Llegaron a la esquina de las calles Upper Main y Point. Un chico de impermeable rojo y botas verdes hacía navegar un barco de papel por la fuerte corriente de la alcantarilla. Levantó la vista y, al ver que lo observaban, saludó con la mano. A Bill le pareció que era el niño del patinete cuyo amigo había visto al tiburón de la película en el canal. Sonriendo se acercó a él.

—Ahora t-t-todo está b-bien.

El chico lo estudió con aire grave. Luego sonrió. Era una sonrisa llena de vida y esperanza.

—Creo que sí —dijo el niño.

—Puedes apostar el tr-rasero.

El niño se echó a reír.

—¿V-v-vas a tener cuidado con ese pat-tinete?

—Qué va —dijo el chico.

Y esa vez fue Bill quien rió conteniendo el impulso de revolverle el pelo. Eso, probablemente, le habría provocado cierto recelo al chico. Por fin se reunió con los otros.

—¿Quién era? —preguntó Richie.

—Un amigo. —Bill metió las manos en los bolsillos—. ¿Os acordáis del momento en que salimos, la primera vez?

Beverly asintió.

—Eddie nos llevó a Los Barrens. Sólo que, de algún modo, salimos por el otro lado del Kenduskeag. Por el lado de Old Cape.

—Tú y Ben levantasteis la tapa de una cloaca —dijo Richie a Bill—, porque erais los más fuertes.

—Sí —dijo Ben—. Así fue. Aún había sol, pero estaba muy bajo.

—Sí —confirmó Bill—. Y allí estábamos todos.

—Pero nada es eterno —suspiró Richie, mirando hacia atrás, hacia la cuesta que acababan de ascender—. Fijaos en esto, por ejemplo.

Y les enseñó las palmas. Las diminutas cicatrices habían desaparecido. Beverly lo imitó. Ben hizo lo mismo. Bill agregó las suyas. Todas estaban sucias, pero sin marcas.

—Nada es eterno —repitió Richie.

Miró a Bill y éste vio que las lágrimas arrastraban lentamente la mugre de sus mejillas.
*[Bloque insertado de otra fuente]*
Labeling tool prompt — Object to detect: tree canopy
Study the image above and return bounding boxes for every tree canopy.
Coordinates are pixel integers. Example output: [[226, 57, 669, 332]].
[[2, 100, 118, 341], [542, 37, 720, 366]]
—Salvo, quizá, el amor —apuntó Ben.

—Y el deseo —agregó Beverly.

—¿Y qué me decís de los amigos? —sugirió Bill, sonriendo—. ¿Qué te parece, Bocazas?

—Bueno… —Richie, sonriendo, se frotó los ojos—, tendré que meditarlo, chaval. Vaya, vaya, tendré que meditarlo.

Bill tendió las manos y todos las entrelazaron. Así permanecieron por un momento; de los siete sólo quedaban cuatro, pero aún podían formar un círculo. Se miraron. También Ben estaba llorando, pero sonreía.

—Os quiero mucho —dijo. Estrechó con fuerza las manos de Bev y de Richie por un momento—. Y ahora veamos si en esta ciudad sirven algo que se parezca a un desayuno. Además, tendríamos que llamar para contárselo a Mike.

—¡Bien pensado, señorrr! —reconoció Richie—. De vez en cuando hasta podemos sacar algo bueno de ti. ¿Qué te parece, Gran Bill?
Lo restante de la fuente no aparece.